Não pretendo tratar aqui do processo de seleção de AN’s. Talvez em um futuro artigo. Só queria salientar que uma organização deve desenvolver uma forma de avaliar conhecimentos e habilidades de todo o seu time de Análise de Negócios. Ela deve saber quais tipos de conhecimentos básicos (administração, informática, contabilidade, finanças etc) deve cobrar e ajudar a desenvolver. Em um banco, por exemplo, uma parte do time de AN’s é formada em Direito. Sim, são advogados preparados para os jargões e trejeitos de uma área jurídica. Considerando exclusivamente as pernas (conhecimentos do Negócio e de TI) tenho apenas uma recomendação: que o time de AN’s não seja composto exclusivamente por profissionais com formação em TI. A diversidade é mais que necessária. Aquele mesmo banco tem uma coordenadora formada em Letras. Em uma empresa de telecomunicações vi um AN publicitário. Se é para ser mais objetivo, cravo um número: que metade do time NÃO tenha formação em TI¹.

As habilidades (para entendimento do Negócio e dos Usuários) devem ser avaliadas e desenvolvidas em conjunto. Não faz nenhum sentido que um AN só entenda o negócio enquanto outro apenas entende o usuário. As habilidades se completam. E são sempre aprendidas, desenvolvidas e aplicadas simultaneamente. Mas todos sabemos que as pessoas aprendem de maneiras e ritmos diferentes. Assim como sabemos que as habilidades sociais podem ser bastante distintas de um analista para outro. Não devemos condenar (ou deixar de contratar) um AN que se mostre um tanto tímido e introvertido. Não se ele compensar essa aparente deficiência com boa cabeça para solução de problemas e/ou excelente comunicação escrita e/ou destreza em atividades de modelagem etc.

Metade da equipe formada em TI, metade não.

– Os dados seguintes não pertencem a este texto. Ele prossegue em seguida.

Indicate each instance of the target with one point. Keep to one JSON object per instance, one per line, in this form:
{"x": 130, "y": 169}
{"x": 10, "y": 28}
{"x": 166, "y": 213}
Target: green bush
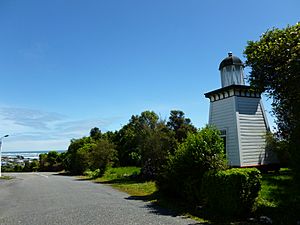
{"x": 201, "y": 152}
{"x": 93, "y": 174}
{"x": 231, "y": 192}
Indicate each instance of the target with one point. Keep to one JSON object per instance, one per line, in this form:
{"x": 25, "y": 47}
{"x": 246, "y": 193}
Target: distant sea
{"x": 27, "y": 154}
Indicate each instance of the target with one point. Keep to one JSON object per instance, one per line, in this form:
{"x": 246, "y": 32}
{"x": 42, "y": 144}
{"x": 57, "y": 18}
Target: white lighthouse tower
{"x": 237, "y": 111}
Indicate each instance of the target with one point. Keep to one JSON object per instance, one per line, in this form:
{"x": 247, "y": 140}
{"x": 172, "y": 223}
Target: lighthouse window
{"x": 223, "y": 136}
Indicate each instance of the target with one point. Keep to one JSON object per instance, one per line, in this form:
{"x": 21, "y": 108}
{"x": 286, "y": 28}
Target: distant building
{"x": 237, "y": 111}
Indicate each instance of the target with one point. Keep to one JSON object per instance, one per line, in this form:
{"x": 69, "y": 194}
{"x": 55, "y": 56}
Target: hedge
{"x": 231, "y": 192}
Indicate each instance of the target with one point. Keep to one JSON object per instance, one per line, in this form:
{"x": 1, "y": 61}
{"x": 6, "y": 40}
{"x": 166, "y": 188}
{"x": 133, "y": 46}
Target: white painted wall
{"x": 223, "y": 116}
{"x": 252, "y": 128}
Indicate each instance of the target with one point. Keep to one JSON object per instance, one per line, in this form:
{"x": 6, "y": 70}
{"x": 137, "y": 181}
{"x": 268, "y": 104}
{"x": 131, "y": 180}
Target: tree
{"x": 275, "y": 68}
{"x": 102, "y": 155}
{"x": 95, "y": 133}
{"x": 180, "y": 125}
{"x": 201, "y": 152}
{"x": 132, "y": 135}
{"x": 76, "y": 158}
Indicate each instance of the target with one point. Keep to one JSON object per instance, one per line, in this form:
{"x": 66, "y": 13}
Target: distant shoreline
{"x": 37, "y": 151}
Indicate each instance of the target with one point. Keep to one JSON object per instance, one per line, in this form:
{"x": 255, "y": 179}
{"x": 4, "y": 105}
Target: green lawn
{"x": 278, "y": 199}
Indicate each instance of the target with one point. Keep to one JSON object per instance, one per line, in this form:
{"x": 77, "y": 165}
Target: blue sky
{"x": 67, "y": 66}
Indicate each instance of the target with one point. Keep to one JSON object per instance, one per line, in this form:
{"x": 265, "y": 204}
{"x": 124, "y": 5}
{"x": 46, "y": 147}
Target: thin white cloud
{"x": 31, "y": 129}
{"x": 29, "y": 117}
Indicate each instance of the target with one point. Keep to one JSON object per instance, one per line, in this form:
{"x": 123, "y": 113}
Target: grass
{"x": 279, "y": 198}
{"x": 6, "y": 178}
{"x": 125, "y": 179}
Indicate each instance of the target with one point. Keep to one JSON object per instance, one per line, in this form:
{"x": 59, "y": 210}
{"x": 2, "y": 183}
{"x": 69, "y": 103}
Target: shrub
{"x": 201, "y": 152}
{"x": 93, "y": 174}
{"x": 231, "y": 192}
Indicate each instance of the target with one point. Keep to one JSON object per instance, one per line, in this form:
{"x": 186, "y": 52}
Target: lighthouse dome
{"x": 232, "y": 71}
{"x": 231, "y": 60}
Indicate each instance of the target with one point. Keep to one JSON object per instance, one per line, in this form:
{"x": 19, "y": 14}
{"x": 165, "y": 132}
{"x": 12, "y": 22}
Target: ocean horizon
{"x": 28, "y": 154}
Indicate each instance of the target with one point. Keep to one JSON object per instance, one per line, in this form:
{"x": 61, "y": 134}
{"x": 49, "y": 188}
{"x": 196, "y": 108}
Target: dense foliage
{"x": 146, "y": 141}
{"x": 231, "y": 192}
{"x": 275, "y": 68}
{"x": 199, "y": 153}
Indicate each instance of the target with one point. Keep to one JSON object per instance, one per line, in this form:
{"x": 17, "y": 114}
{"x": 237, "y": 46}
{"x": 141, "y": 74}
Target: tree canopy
{"x": 275, "y": 68}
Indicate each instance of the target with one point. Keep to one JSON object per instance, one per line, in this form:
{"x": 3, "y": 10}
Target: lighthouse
{"x": 237, "y": 111}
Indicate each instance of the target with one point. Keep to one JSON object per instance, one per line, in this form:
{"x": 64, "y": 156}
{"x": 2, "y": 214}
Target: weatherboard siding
{"x": 223, "y": 116}
{"x": 253, "y": 128}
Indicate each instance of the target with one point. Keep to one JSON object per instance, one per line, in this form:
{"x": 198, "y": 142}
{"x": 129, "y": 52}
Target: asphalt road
{"x": 45, "y": 198}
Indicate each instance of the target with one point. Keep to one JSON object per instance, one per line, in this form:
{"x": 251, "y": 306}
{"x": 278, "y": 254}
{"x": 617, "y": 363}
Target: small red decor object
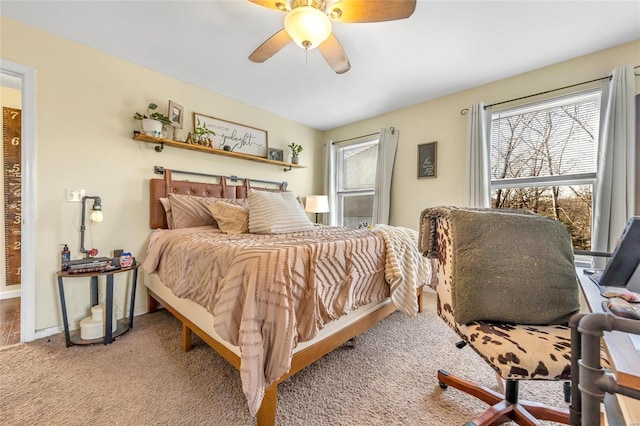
{"x": 126, "y": 260}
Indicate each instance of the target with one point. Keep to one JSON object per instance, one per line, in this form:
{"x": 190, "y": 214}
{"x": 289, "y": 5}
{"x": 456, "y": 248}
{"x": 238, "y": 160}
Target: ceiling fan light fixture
{"x": 307, "y": 26}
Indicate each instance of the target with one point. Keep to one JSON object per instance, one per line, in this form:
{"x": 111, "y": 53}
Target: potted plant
{"x": 295, "y": 152}
{"x": 203, "y": 135}
{"x": 152, "y": 122}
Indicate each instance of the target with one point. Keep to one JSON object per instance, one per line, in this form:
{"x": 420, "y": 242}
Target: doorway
{"x": 24, "y": 76}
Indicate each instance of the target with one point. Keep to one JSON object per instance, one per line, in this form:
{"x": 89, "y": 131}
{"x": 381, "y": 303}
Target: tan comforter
{"x": 269, "y": 292}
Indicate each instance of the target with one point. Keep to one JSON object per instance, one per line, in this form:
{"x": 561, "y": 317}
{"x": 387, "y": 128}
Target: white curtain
{"x": 478, "y": 190}
{"x": 615, "y": 185}
{"x": 330, "y": 189}
{"x": 384, "y": 171}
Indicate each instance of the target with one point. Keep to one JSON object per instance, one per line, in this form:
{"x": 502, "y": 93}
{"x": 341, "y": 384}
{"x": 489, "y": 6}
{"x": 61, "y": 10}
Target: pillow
{"x": 276, "y": 213}
{"x": 513, "y": 268}
{"x": 231, "y": 218}
{"x": 167, "y": 211}
{"x": 190, "y": 210}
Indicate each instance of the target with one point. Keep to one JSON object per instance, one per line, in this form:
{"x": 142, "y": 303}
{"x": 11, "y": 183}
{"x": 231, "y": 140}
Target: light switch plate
{"x": 74, "y": 195}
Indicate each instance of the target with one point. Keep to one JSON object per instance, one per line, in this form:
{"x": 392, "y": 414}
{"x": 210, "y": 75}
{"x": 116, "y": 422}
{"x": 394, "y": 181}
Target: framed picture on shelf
{"x": 427, "y": 160}
{"x": 276, "y": 154}
{"x": 176, "y": 115}
{"x": 231, "y": 136}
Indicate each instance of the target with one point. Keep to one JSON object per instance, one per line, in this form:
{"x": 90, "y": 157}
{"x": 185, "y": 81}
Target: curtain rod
{"x": 357, "y": 137}
{"x": 464, "y": 111}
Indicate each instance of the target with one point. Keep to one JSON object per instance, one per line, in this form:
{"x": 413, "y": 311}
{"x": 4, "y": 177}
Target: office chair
{"x": 518, "y": 325}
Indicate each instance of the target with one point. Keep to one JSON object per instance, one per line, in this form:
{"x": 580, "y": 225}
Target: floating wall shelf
{"x": 194, "y": 147}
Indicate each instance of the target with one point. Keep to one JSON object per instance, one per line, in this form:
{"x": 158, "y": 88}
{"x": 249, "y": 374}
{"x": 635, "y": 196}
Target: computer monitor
{"x": 625, "y": 258}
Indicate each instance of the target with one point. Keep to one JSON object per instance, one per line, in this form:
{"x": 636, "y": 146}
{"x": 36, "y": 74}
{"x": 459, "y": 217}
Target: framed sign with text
{"x": 231, "y": 136}
{"x": 427, "y": 160}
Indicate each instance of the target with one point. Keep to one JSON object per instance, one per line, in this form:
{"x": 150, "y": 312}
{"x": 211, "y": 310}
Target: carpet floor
{"x": 388, "y": 378}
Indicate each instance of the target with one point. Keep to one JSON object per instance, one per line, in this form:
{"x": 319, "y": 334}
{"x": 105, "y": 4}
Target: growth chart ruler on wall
{"x": 12, "y": 145}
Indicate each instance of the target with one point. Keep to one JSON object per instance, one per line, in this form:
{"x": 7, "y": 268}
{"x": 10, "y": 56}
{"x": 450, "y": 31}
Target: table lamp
{"x": 96, "y": 216}
{"x": 316, "y": 204}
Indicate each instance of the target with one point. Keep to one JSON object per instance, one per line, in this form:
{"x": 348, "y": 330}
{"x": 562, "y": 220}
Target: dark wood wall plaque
{"x": 12, "y": 144}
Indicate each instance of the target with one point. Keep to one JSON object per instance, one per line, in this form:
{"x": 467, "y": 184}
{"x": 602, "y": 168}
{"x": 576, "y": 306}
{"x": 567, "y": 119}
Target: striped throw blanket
{"x": 405, "y": 267}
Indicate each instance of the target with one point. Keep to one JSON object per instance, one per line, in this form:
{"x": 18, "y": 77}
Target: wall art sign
{"x": 276, "y": 154}
{"x": 176, "y": 115}
{"x": 231, "y": 136}
{"x": 427, "y": 160}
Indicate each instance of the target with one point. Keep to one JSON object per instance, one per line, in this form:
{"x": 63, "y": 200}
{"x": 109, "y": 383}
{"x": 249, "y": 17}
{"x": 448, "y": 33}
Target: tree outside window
{"x": 544, "y": 159}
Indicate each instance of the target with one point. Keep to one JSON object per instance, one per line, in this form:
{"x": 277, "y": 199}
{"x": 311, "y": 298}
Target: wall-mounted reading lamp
{"x": 96, "y": 216}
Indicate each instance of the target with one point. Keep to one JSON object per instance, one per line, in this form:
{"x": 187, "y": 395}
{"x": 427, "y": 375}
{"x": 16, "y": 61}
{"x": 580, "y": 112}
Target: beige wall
{"x": 85, "y": 103}
{"x": 9, "y": 98}
{"x": 440, "y": 120}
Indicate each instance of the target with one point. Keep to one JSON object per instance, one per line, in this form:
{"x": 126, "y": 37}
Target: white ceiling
{"x": 444, "y": 47}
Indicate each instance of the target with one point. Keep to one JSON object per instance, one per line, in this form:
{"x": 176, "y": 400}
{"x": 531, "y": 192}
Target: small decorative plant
{"x": 203, "y": 134}
{"x": 295, "y": 149}
{"x": 158, "y": 116}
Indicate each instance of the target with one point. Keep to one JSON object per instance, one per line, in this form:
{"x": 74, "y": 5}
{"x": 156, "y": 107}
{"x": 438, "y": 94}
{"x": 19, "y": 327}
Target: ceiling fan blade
{"x": 282, "y": 5}
{"x": 273, "y": 45}
{"x": 333, "y": 53}
{"x": 370, "y": 11}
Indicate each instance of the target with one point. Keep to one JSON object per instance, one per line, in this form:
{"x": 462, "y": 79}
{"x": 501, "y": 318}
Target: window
{"x": 544, "y": 159}
{"x": 356, "y": 182}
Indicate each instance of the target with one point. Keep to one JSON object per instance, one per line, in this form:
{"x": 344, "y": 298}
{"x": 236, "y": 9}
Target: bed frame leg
{"x": 420, "y": 296}
{"x": 186, "y": 338}
{"x": 152, "y": 304}
{"x": 267, "y": 412}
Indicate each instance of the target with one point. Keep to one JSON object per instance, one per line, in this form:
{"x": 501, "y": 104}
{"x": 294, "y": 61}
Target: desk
{"x": 123, "y": 325}
{"x": 622, "y": 354}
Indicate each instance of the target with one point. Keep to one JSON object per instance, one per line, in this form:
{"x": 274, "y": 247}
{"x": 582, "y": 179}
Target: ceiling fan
{"x": 308, "y": 24}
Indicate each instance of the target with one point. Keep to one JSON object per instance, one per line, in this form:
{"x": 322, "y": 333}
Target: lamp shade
{"x": 307, "y": 26}
{"x": 96, "y": 216}
{"x": 316, "y": 204}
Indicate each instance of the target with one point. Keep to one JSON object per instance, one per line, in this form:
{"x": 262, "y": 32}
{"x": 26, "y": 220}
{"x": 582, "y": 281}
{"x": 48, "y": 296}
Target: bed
{"x": 273, "y": 303}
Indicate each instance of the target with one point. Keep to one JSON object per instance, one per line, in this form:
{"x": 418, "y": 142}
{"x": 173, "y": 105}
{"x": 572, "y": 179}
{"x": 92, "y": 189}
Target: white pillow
{"x": 276, "y": 213}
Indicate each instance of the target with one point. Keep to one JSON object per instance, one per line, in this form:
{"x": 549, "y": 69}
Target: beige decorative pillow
{"x": 276, "y": 213}
{"x": 189, "y": 210}
{"x": 231, "y": 218}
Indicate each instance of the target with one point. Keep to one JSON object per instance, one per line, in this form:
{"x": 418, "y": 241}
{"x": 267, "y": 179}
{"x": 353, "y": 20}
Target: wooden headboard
{"x": 161, "y": 188}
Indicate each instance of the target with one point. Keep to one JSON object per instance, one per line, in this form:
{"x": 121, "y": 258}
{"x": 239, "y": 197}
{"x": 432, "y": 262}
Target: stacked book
{"x": 94, "y": 264}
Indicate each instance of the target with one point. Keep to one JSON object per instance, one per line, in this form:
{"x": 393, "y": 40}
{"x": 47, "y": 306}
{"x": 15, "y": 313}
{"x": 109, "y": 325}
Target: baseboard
{"x": 10, "y": 294}
{"x": 46, "y": 332}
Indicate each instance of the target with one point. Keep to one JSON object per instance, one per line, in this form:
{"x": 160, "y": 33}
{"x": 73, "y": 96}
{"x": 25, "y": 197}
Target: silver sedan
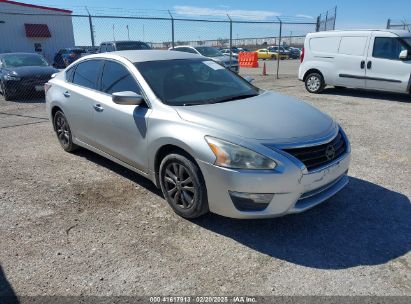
{"x": 207, "y": 137}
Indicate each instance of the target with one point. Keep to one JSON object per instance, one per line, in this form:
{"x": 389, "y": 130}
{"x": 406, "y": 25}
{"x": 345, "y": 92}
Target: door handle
{"x": 98, "y": 107}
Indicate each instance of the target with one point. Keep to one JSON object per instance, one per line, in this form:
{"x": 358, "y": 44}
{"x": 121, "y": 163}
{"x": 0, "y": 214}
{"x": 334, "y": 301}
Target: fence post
{"x": 231, "y": 39}
{"x": 326, "y": 20}
{"x": 335, "y": 17}
{"x": 317, "y": 27}
{"x": 279, "y": 45}
{"x": 90, "y": 21}
{"x": 172, "y": 29}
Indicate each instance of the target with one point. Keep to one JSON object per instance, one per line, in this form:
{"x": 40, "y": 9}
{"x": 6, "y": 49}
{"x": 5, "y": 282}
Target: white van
{"x": 373, "y": 59}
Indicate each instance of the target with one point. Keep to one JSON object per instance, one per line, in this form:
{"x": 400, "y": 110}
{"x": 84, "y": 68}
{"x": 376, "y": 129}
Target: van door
{"x": 350, "y": 61}
{"x": 385, "y": 71}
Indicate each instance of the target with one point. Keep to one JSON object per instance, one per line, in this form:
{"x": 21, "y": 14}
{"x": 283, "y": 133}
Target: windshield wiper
{"x": 231, "y": 98}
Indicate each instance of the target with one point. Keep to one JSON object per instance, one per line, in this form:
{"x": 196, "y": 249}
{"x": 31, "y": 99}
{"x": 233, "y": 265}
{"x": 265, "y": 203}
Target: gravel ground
{"x": 77, "y": 224}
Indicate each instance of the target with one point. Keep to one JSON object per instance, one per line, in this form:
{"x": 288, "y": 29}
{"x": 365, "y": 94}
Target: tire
{"x": 63, "y": 132}
{"x": 6, "y": 94}
{"x": 314, "y": 83}
{"x": 183, "y": 186}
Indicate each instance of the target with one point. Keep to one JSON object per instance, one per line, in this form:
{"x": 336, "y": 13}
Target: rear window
{"x": 354, "y": 46}
{"x": 132, "y": 45}
{"x": 325, "y": 44}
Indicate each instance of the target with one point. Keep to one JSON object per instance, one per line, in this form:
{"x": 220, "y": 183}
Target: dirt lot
{"x": 77, "y": 224}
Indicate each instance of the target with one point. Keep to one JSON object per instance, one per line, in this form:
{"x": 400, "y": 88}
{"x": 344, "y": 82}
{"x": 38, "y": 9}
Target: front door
{"x": 385, "y": 70}
{"x": 120, "y": 130}
{"x": 350, "y": 61}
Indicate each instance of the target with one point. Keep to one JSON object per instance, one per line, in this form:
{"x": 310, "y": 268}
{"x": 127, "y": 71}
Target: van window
{"x": 354, "y": 46}
{"x": 387, "y": 48}
{"x": 325, "y": 44}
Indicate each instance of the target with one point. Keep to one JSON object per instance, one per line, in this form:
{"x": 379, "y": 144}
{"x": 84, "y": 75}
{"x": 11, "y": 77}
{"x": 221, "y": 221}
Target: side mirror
{"x": 248, "y": 79}
{"x": 127, "y": 98}
{"x": 404, "y": 55}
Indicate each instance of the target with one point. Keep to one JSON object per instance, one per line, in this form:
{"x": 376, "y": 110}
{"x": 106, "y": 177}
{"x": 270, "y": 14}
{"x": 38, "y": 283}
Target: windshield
{"x": 194, "y": 82}
{"x": 21, "y": 60}
{"x": 132, "y": 45}
{"x": 208, "y": 51}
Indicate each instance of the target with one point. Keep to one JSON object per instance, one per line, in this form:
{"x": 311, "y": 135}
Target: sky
{"x": 350, "y": 14}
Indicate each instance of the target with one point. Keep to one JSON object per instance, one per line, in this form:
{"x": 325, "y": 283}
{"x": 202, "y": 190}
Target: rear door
{"x": 80, "y": 94}
{"x": 385, "y": 71}
{"x": 350, "y": 61}
{"x": 120, "y": 130}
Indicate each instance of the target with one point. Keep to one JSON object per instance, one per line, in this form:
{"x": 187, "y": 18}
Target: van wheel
{"x": 314, "y": 83}
{"x": 183, "y": 186}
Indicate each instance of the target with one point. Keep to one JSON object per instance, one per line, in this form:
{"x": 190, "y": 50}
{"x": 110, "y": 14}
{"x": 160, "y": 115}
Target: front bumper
{"x": 294, "y": 191}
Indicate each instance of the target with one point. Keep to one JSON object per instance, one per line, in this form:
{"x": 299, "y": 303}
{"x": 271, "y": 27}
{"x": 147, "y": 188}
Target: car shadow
{"x": 7, "y": 294}
{"x": 365, "y": 224}
{"x": 118, "y": 169}
{"x": 368, "y": 94}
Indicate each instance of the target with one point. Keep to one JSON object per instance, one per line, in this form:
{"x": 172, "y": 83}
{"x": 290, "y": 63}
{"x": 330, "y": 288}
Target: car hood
{"x": 33, "y": 70}
{"x": 269, "y": 116}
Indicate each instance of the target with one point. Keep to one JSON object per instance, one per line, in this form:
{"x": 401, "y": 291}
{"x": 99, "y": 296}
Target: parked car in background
{"x": 23, "y": 73}
{"x": 266, "y": 54}
{"x": 284, "y": 54}
{"x": 65, "y": 57}
{"x": 206, "y": 137}
{"x": 226, "y": 52}
{"x": 112, "y": 46}
{"x": 294, "y": 53}
{"x": 212, "y": 53}
{"x": 372, "y": 59}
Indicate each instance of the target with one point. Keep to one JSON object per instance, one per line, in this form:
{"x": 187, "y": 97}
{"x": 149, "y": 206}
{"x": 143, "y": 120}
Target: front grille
{"x": 318, "y": 156}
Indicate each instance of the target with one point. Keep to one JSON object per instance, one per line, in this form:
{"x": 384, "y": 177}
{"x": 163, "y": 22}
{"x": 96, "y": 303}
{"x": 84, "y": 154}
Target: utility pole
{"x": 90, "y": 21}
{"x": 172, "y": 29}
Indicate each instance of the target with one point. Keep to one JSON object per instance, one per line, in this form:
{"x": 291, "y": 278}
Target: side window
{"x": 387, "y": 48}
{"x": 110, "y": 47}
{"x": 70, "y": 73}
{"x": 353, "y": 46}
{"x": 86, "y": 74}
{"x": 116, "y": 78}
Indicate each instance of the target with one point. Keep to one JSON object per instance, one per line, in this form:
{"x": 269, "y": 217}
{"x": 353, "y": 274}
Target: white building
{"x": 33, "y": 28}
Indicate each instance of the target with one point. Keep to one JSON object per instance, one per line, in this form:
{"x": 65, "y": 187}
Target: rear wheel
{"x": 63, "y": 132}
{"x": 183, "y": 186}
{"x": 314, "y": 83}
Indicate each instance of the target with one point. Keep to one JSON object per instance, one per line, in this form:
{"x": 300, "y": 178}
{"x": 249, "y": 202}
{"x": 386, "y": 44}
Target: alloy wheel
{"x": 179, "y": 185}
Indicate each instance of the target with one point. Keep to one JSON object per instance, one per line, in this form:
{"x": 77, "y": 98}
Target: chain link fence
{"x": 48, "y": 32}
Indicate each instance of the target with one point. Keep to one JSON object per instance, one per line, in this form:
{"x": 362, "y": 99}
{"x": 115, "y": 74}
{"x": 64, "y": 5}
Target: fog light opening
{"x": 250, "y": 201}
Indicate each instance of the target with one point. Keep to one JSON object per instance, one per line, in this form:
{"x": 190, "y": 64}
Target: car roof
{"x": 146, "y": 55}
{"x": 401, "y": 33}
{"x": 18, "y": 53}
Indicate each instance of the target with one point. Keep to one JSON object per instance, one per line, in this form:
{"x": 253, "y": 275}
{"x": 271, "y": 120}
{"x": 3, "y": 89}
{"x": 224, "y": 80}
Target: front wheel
{"x": 314, "y": 83}
{"x": 183, "y": 186}
{"x": 63, "y": 132}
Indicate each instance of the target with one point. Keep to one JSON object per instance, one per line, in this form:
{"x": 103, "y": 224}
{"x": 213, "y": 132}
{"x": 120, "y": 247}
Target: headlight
{"x": 232, "y": 156}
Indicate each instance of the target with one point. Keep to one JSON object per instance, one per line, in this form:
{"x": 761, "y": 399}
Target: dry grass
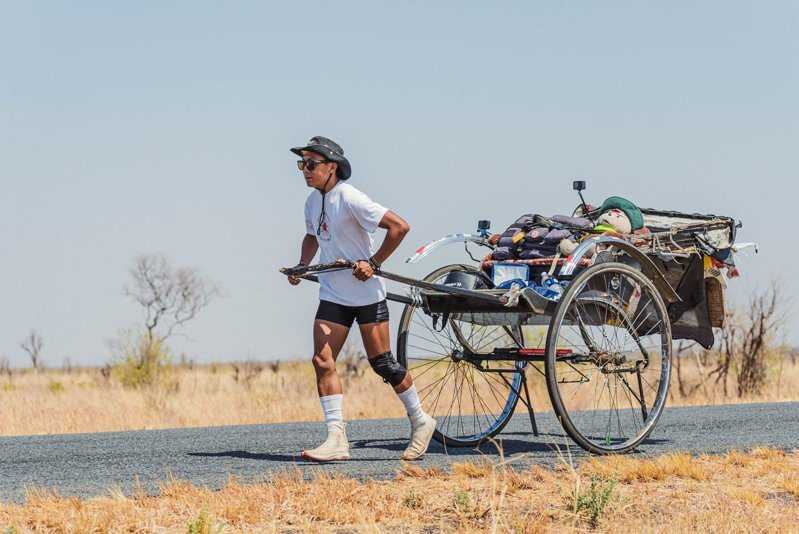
{"x": 737, "y": 492}
{"x": 86, "y": 400}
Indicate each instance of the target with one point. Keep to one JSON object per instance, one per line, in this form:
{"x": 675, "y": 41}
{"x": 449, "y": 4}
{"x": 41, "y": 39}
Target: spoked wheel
{"x": 471, "y": 399}
{"x": 608, "y": 358}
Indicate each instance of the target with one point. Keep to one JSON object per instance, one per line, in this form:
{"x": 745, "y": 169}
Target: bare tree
{"x": 33, "y": 346}
{"x": 764, "y": 316}
{"x": 5, "y": 366}
{"x": 170, "y": 297}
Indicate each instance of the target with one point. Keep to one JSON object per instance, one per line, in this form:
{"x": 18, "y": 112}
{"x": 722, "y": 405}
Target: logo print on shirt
{"x": 324, "y": 231}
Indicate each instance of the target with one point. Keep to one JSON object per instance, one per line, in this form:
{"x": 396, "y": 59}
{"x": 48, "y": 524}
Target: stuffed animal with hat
{"x": 617, "y": 216}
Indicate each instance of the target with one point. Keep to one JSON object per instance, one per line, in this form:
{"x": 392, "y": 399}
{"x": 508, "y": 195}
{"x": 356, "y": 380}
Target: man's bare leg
{"x": 377, "y": 343}
{"x": 328, "y": 340}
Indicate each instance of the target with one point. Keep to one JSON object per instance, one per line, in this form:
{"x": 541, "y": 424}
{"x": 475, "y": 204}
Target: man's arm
{"x": 396, "y": 229}
{"x": 307, "y": 252}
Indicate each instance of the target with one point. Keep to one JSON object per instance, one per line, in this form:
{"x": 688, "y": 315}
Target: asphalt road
{"x": 86, "y": 465}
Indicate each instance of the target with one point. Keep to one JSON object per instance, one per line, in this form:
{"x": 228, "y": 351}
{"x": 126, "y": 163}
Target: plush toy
{"x": 617, "y": 216}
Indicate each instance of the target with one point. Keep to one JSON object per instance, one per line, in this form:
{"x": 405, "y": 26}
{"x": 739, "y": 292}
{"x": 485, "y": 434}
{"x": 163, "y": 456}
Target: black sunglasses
{"x": 310, "y": 163}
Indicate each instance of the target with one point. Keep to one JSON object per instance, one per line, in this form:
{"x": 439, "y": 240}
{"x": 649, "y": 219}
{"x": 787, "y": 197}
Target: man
{"x": 340, "y": 221}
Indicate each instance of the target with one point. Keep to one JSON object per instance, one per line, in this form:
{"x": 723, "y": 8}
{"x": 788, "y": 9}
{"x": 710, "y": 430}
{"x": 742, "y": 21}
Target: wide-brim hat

Metade atualizada em relação ao negócio, a outra em relação à TI. Metade rica em habilidades sociais, outra metade tecnicamente habilidosa. Este é o retrato de um bom time de Análise de Negócios. De um time que, por se completar, exibe um Corpo mais simétrico e, por que não dizer, perfeito. Daí à conclusão de que esses profissionais sempre trabalham em duplas é um pulinho, certo²?

Observações:

  1. Pelo andar da carruagem, talvez esteja próximo o dia em que vamos pedir que metade de um time de AN’s tenha formação em TI. Digo isso porque todo dia aparece alguém dizendo que vão faltar 200 mil ou 800 mil profissionais na área.
  2. Não se preocupe se a sugestão para o trabalho em duplas não pareceu tão óbvia para ti. O próximo artigo falará exclusivamente sobre isso.
  3. O Woody todo vaidoso acima, fotografando a si mesmo, é obra liberada por Sherman Tan no Flickr.